Turkey is likely to give up problematic claims on gas in a trans-continental pipeline project, the only way forward for the European Union-backed plan trying to push ahead of a rival Russian project, Reuters reported.
Turkey has sought to use 15 percent of all natural gas to flow through the nearly $11 billion Nabucco Pipeline, seen coming on line as early as 2014, in exchange for letting nearly half the pipeline pass through Turkish territory.
Nabucco, conceived as a way to lessen Europe's dependence on Russian gas, which accounts for a quarter of the continent's consumption, received crucial support from gas producers in northern Iraq earlier this month in the form of an $8 billion supply plan that would get the pipeline started.
But Turkey's transit demand has come to be seen as a deal breaker for the Nabucco consortium, also made up of Austria, Germany, Bulgaria, Romania and Hungary.
"The 15 percent has to be off the table. It's not only something that we cannot accept; it's something the producing countries cannot accept," said European Commission energy spokesman Ferran Tarradellas Espuny.
If Turkey drops its demand, final transit agreements can be signed between the EU's five Nabucco consortium members and its sixth non-EU member, Turkey, which is keen to use its clout to become a regional energy hub.
"We are working on the intergovernmental agreements for the consortium members, which includes Turkey.

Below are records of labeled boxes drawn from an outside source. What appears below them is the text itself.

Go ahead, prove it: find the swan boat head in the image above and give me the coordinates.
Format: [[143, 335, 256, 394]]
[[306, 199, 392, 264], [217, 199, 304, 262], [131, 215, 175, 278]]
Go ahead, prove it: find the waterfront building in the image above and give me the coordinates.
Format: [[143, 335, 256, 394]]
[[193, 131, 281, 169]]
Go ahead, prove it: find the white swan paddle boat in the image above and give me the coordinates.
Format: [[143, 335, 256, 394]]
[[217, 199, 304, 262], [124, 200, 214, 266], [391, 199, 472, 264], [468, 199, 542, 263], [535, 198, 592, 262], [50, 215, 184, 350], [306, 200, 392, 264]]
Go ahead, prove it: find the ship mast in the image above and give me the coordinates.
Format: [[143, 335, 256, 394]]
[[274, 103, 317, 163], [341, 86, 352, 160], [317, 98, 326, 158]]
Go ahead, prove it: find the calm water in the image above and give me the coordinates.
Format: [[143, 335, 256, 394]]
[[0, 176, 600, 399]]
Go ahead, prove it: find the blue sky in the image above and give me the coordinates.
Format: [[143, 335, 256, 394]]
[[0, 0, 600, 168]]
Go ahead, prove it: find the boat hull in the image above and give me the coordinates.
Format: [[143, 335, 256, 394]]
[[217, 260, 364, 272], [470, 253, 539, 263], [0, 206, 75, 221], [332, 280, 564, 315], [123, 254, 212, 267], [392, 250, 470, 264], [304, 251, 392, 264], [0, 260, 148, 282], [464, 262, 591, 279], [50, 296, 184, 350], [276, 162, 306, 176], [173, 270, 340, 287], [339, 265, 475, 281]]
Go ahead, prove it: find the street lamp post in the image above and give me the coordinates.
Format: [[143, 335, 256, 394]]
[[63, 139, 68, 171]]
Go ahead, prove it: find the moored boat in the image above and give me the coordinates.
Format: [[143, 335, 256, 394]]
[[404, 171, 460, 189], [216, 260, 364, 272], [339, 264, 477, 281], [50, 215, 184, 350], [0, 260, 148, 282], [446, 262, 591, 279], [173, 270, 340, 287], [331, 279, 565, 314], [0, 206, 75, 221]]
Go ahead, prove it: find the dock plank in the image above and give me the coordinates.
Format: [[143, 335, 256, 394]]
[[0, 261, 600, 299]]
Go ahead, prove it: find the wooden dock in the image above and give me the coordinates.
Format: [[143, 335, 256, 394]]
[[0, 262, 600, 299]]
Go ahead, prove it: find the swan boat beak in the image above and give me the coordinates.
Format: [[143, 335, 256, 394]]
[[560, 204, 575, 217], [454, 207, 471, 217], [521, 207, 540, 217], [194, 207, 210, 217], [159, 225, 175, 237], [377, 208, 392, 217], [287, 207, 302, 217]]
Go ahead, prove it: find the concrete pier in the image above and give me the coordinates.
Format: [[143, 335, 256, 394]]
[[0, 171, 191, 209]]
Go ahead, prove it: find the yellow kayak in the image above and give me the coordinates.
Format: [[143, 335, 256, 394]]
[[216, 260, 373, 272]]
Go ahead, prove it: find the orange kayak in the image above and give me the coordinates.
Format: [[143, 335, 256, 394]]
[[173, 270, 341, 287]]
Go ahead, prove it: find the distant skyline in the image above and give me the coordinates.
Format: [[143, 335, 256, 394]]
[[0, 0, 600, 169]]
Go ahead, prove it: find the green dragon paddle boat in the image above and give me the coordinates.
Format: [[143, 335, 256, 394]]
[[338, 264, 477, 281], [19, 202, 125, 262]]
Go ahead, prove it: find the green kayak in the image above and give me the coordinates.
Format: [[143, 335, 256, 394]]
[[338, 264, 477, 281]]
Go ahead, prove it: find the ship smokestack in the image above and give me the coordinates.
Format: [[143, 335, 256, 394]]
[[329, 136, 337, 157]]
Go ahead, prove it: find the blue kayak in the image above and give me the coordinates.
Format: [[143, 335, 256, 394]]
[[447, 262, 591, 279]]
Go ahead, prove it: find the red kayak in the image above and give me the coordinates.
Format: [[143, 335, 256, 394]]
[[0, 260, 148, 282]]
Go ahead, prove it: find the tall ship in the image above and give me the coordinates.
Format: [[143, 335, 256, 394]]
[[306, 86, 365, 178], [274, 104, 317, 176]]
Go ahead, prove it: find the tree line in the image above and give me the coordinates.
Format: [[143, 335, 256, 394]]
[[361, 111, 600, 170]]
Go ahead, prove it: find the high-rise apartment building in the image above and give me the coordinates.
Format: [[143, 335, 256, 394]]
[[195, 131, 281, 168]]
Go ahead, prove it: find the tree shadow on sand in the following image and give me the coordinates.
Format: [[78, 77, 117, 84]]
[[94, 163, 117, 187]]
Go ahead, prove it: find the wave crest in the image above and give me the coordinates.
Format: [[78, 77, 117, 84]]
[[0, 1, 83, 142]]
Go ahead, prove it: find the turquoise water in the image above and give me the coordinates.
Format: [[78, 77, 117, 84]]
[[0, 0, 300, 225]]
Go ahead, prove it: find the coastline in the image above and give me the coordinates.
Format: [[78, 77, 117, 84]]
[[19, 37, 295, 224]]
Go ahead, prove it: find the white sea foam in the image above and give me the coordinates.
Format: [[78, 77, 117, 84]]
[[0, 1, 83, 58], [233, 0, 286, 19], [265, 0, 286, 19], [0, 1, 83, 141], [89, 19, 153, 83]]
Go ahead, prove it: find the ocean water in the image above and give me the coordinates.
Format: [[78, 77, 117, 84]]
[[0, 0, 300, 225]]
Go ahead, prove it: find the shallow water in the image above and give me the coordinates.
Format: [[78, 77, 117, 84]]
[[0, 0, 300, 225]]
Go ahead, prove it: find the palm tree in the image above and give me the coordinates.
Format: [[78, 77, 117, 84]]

We are confident that we will be signing the (agreements) by June, maybe in Turkey, in Ankara," Espuny said.
Not only would that help boost investor sentiment towards Nabucco, which has yet to see the necessary financing commitments, but it would also help the project, seen as crucial for European energy security, move ahead of competing Russian-backed pipeline South Stream, which Moscow intends to finish before Nabucco.
"If this (the resolution of Turkey's demand) happens, it means Nabucco will be a few steps -- not one, but a few -- ahead of alternative pipelines," said Fatih Birol, chief economist for the International Energy Agency.
"That's the important difference for investors who will be looking at the overall conditions," he said.
With the resolution of Nabucco transit agreements, the consortium could start work on the open-season agreements, when firms buy up portions of the capacity of the 31 billion cubic metre pipeline.
Moscow has yet to iron out transit details with Italy, Hungary, Bulgaria, Greece and Serbia, members of its competing pipeline plan, but it has also emphasized that it plans to speed up the project, which will have a final capacity of 63 billion cubic metres.
Russia has created joint ventures with several of the pipeline signatories and has the gas to send to Europe, not a small detail that Nabucco has yet to work.
Nabucco rests on securing gas supplies in Azerbaijan and Turkmenistan and, possibly, Iraq and Egypt but no contracts have yet been signed.
Some analysts say Turkey may use the issue of the 15 percent transit share to strengthen its hand at the bargaining table with Europe on other issues, including Ankara's protracted EU accession talks.
There have been signs, however, that the government may relinquish the demand.
"Turkey is demanding 15 percent from the pipeline, but this is not an essential demand. Our talks with the European Union on this subject are continuing," said a high-level Turkish official who is close to the project.
Both Europe and potential pipeline supplier countries have tried to soften Turkey's stance, saying they would pay attention to Turkey's fast rising gas needs.
A bloc of European and Arab energy firms said their plans to pump gas from Iraq's Kurdish north would take into account Turkey's needs. Details on the northern Iraqi deal, including permission from Baghdad, are yet to be defined.
But analysts say that Turkey's 15 percent is less about meeting its domestic market and more about becoming a gas-trading country through the Nabucco pipeline.
"Domestic consumption is irrelevant, because what is at stake is whether Turkey wants to become a transit country or an energy hub," said Wolfango Piccoli, analyst at Eurasia Group.
"The main issue for Turkey is not that it meets its rising domestic demand, but what it can become vis-a-vis Nabucco," he said.